Congrès des maires : Emmanuel Macron renoue le dialogue avec les élus

Congrès des maires : Emmanuel Macron renoue le dialogue avec les élus
Le chef de l'Etat s'est adressé aux maires de France réunis en congrès

publié le jeudi 18 novembre 2021 à 18h45

Entre louages et petites pics, le chef de l'Etat s'est exprimé face aux maires réunis en congrès. 

Remettre les maires au milieu des villes et villages. C'est ce que s'est appliqué à faire le président Emmanuel Macron jeudi soir devant les élus réunis en congrès, en louant leur action pendant la crise du covid-19.  

"J'ai toujours vu les maires au cœur des crises : je me souviens des ouragans, des inondations aux Antilles, dans l'Aude (...) des épisodes de gel, des attentats terroristes (...) des mouvements sociaux (...) à chaque fois, les maires étaient aux avant-postes", a déclare le président de la République. 


Ce dernier a également assuré les maires de son soutien alors que certains d'entre eux sont les cibles de violences. "Vous avez été au cœur de toutes les tensions de la société, pour beaucoup elles préexistaient à la crise, elles n'ont fait que croître durant celles-ci (...) Partout où il y a le retour de la violence contre celles et ceux qui détiennent une autorité démocratique et légitime, c'est un bout de République qu'on retire", a lancé Emmanuel Macron. "Je veux vous dire la reconnaissance de la nation" qui "sera à vos côtés partout où il y a un retour de la violence". 

Tensions passées
Après les discours critiques du nouveau président de l'AMF David Lisnard (LR) et du vice-président André Laignel (PS), le chef de l'Etat a reconnu quelques tensions passées. "Il se peut qu'il y ait eu des malentendus au début, il se peut qu'il ait eu des préjugés. J'assume de ne pas avoir été maire", a-t-il lancé après un quinquennat émaillé de tensions mais dans une ambiance moins houleuse que lors de sa première intervention en 2017 où il avait été sifflé par les élus.


Evoquant ce reproche qu'on lui fait d'être "un des seuls présidents de la Vème République à ne pas avoir été maire", il a répliqué: "j'ai compris que l'on honorait beaucoup le général de Gaulle ces derniers temps.
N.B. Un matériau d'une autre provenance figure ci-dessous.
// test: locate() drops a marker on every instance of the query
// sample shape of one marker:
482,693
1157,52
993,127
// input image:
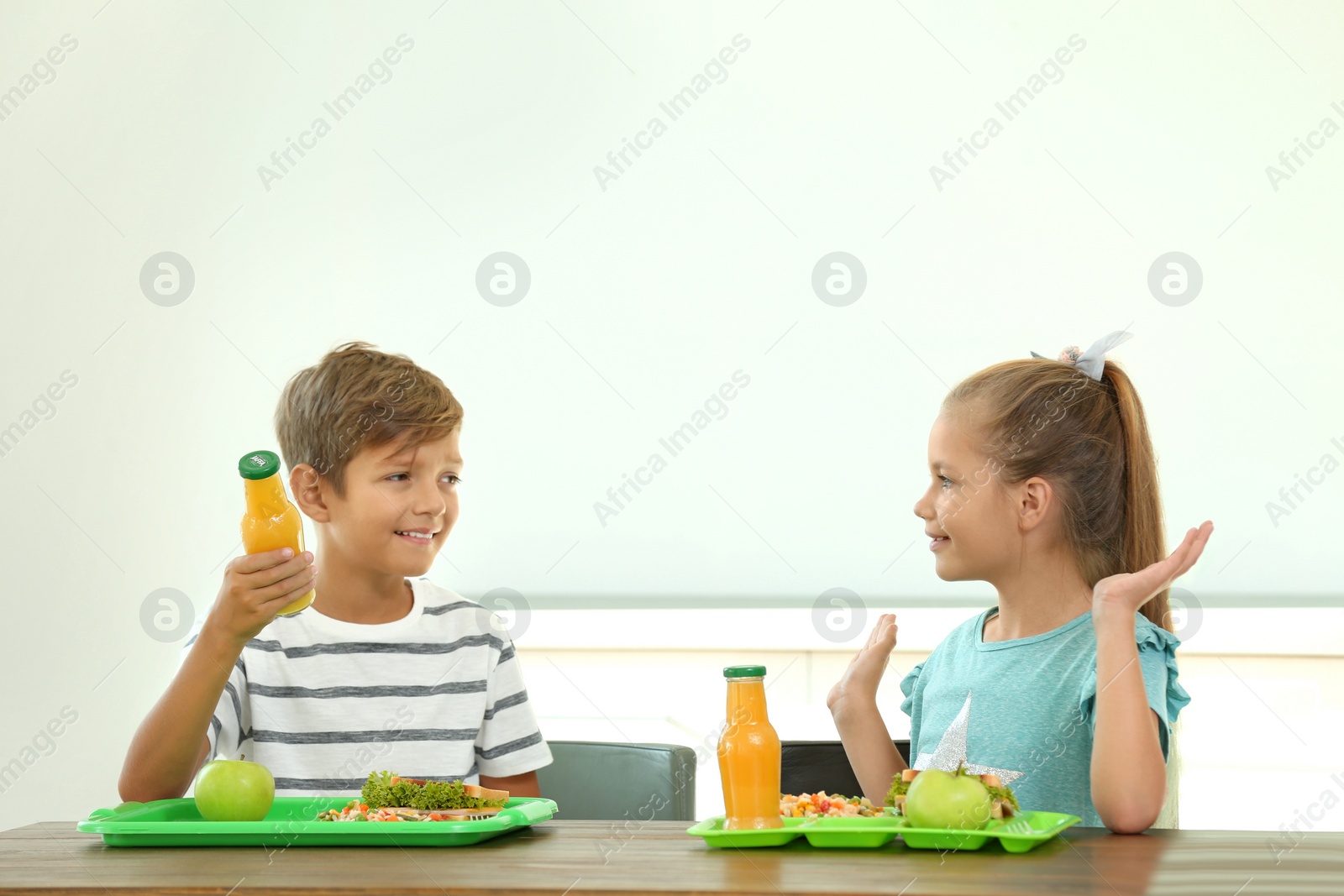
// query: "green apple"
942,799
234,790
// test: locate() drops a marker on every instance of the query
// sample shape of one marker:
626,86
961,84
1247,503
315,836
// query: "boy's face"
393,492
965,504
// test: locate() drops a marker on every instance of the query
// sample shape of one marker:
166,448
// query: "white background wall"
647,296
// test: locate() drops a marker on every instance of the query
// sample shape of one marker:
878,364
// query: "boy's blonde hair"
360,398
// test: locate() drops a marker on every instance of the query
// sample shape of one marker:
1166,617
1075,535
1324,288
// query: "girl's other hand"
1129,591
859,681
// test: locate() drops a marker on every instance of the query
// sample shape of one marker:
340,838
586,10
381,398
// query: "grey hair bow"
1095,358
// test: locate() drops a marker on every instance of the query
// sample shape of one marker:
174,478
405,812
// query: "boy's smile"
398,510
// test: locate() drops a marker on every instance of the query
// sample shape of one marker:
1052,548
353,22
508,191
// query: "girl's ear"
307,486
1034,500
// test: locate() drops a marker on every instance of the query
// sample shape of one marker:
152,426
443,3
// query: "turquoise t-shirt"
1025,708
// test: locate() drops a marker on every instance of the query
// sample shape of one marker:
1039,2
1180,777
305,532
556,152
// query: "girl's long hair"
1089,439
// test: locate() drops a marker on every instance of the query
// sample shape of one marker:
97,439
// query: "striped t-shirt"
322,703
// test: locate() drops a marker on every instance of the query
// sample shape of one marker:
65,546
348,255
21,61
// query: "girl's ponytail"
1144,540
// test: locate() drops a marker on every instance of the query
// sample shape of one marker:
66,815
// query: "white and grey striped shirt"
322,703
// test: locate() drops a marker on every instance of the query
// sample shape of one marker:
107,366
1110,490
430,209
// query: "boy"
382,671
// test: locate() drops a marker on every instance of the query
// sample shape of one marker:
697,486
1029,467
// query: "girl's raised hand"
1129,591
860,680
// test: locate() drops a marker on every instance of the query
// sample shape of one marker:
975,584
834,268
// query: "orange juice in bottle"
272,521
749,755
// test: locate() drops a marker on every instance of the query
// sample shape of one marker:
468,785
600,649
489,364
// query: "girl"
1045,485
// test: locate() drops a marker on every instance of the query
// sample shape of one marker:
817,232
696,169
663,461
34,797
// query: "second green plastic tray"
292,821
1018,835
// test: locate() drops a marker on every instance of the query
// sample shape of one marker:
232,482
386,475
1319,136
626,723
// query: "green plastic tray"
1018,835
292,821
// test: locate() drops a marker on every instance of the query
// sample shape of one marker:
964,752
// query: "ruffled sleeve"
1158,661
907,687
911,705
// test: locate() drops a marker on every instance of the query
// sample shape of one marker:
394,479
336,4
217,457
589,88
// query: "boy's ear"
306,484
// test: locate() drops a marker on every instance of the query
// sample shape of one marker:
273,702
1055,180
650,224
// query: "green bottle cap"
259,465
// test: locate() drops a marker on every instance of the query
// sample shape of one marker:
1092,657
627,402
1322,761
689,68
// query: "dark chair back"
620,781
808,766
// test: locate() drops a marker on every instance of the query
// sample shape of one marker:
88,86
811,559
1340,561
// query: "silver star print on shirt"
952,752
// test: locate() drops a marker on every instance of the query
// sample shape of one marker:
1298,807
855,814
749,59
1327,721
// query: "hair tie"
1095,359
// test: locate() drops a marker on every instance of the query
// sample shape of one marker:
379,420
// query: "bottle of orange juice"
272,521
749,755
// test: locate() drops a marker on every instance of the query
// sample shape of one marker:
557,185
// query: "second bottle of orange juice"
272,521
749,755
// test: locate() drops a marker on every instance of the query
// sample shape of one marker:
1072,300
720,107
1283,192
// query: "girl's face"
967,515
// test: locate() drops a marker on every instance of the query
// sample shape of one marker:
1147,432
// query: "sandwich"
1003,802
423,797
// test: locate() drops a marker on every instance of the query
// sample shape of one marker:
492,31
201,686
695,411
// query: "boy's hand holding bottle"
255,589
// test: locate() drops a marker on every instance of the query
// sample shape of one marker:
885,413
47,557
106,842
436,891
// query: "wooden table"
580,857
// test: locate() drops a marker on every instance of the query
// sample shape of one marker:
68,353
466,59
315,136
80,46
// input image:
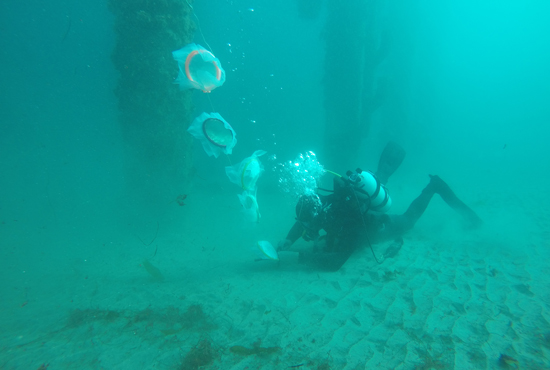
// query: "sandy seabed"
477,300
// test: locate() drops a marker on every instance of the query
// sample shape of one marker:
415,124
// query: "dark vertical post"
154,113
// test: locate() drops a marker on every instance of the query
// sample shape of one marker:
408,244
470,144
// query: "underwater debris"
256,349
201,355
180,199
79,317
153,271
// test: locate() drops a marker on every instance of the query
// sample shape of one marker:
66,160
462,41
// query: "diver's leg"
441,188
406,221
390,159
336,252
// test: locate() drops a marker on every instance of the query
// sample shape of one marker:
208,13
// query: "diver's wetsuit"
347,228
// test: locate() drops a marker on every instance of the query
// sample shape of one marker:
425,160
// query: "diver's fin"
390,160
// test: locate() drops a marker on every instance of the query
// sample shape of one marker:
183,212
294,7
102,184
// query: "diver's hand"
283,245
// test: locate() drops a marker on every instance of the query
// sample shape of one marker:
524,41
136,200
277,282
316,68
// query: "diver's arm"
294,234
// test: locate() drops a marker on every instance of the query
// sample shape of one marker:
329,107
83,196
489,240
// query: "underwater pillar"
153,113
353,52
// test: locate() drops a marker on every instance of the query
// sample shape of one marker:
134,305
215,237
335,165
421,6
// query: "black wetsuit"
347,226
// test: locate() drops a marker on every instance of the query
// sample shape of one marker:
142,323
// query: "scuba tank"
367,185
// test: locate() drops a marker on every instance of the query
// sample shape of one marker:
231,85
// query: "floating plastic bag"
199,69
246,173
214,133
266,251
250,205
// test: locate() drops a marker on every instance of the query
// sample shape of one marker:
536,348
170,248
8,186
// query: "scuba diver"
352,215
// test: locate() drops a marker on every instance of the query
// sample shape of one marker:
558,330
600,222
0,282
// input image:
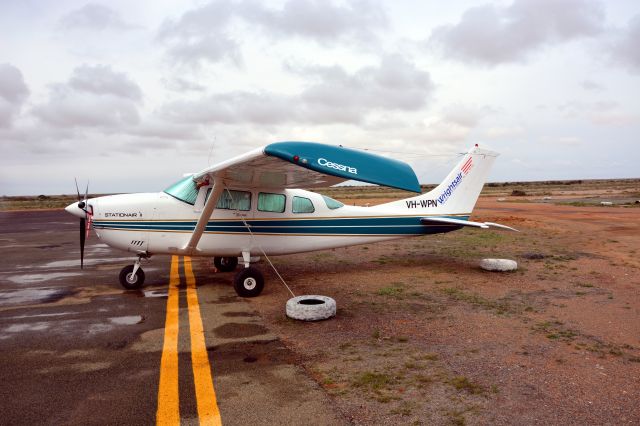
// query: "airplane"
250,205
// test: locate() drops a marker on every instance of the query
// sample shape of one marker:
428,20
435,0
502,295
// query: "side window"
302,205
271,202
233,200
331,203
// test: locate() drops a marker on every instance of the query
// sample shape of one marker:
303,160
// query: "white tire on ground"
500,265
311,308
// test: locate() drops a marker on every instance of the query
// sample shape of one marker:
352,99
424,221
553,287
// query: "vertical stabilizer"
459,191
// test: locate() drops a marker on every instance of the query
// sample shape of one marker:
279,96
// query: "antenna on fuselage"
211,151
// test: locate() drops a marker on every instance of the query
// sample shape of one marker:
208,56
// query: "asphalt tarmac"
76,348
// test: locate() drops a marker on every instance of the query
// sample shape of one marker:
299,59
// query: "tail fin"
459,191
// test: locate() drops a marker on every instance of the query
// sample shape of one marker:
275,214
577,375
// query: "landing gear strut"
249,281
225,264
132,276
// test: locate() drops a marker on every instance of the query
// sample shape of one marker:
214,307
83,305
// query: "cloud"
322,21
492,35
94,96
396,84
205,34
102,80
624,49
333,96
13,93
179,84
591,85
93,16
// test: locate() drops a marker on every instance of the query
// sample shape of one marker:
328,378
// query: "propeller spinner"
82,210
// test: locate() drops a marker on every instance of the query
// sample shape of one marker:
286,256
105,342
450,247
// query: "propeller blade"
82,239
77,189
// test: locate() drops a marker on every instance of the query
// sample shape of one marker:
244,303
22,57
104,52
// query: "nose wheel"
132,276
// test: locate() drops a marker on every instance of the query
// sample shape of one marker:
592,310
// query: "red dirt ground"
423,336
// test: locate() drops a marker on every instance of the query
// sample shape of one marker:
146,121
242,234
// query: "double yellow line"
168,397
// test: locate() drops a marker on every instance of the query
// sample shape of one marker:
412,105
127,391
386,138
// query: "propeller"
85,222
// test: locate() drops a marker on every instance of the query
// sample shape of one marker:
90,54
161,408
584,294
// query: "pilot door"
227,233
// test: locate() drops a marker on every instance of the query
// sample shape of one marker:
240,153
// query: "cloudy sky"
131,95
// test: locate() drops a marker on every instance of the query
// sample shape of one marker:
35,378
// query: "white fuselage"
158,223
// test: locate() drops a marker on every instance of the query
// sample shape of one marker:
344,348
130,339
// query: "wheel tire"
249,282
128,280
311,308
499,265
225,264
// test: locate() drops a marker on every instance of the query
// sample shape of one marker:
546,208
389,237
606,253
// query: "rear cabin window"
233,200
302,205
331,203
271,202
185,190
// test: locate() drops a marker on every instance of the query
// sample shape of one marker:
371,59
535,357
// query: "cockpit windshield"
331,203
184,190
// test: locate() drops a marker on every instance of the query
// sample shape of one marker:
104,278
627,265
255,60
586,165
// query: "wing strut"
207,211
460,222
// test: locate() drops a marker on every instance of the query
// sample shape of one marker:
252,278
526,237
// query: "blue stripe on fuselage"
325,226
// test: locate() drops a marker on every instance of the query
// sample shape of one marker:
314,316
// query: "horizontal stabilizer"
462,222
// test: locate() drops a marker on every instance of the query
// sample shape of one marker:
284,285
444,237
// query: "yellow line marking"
205,395
168,401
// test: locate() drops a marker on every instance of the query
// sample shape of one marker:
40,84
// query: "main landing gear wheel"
225,264
249,282
129,280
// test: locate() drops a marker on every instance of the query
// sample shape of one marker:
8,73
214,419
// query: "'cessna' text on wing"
325,163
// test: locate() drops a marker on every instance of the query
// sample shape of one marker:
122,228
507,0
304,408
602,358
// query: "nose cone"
75,210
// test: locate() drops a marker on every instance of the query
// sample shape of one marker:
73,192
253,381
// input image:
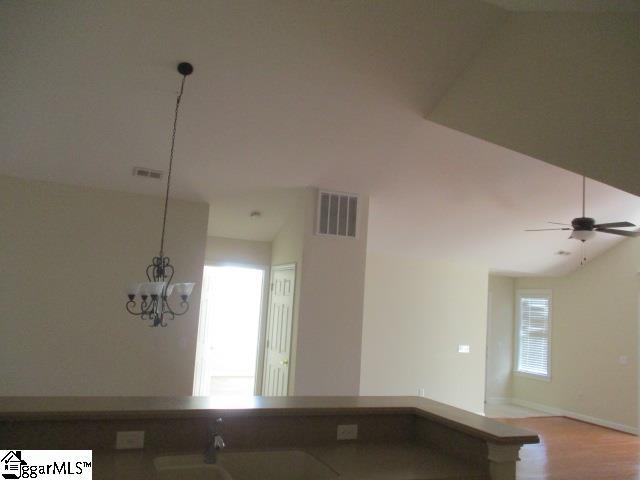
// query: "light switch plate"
130,440
347,432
Il se peut qu'il ait eu le même défaut." Mais "j'espère que vous avez découvert (...) que j'aimais votre action", a-t-il poursuivi, en rappelant ses heures de questions-réponses avec des maires durant le grand débat lors de la crise des gilets jaunes. 

Le chef de l'État a aussi reconnu les "injonctions contradictoires" que subissent les maires, tout comme lui-même, reconnaissant que certaines décisions étaient trop éloignées du terrain et "descendent d'en haut". Une manière de répondre aux critiques des dirigeants de l'AMF qui lui ont reproché "l'extrême-centralisation" de ses décisions, que préfets et même ministres "découvrent à la télévision".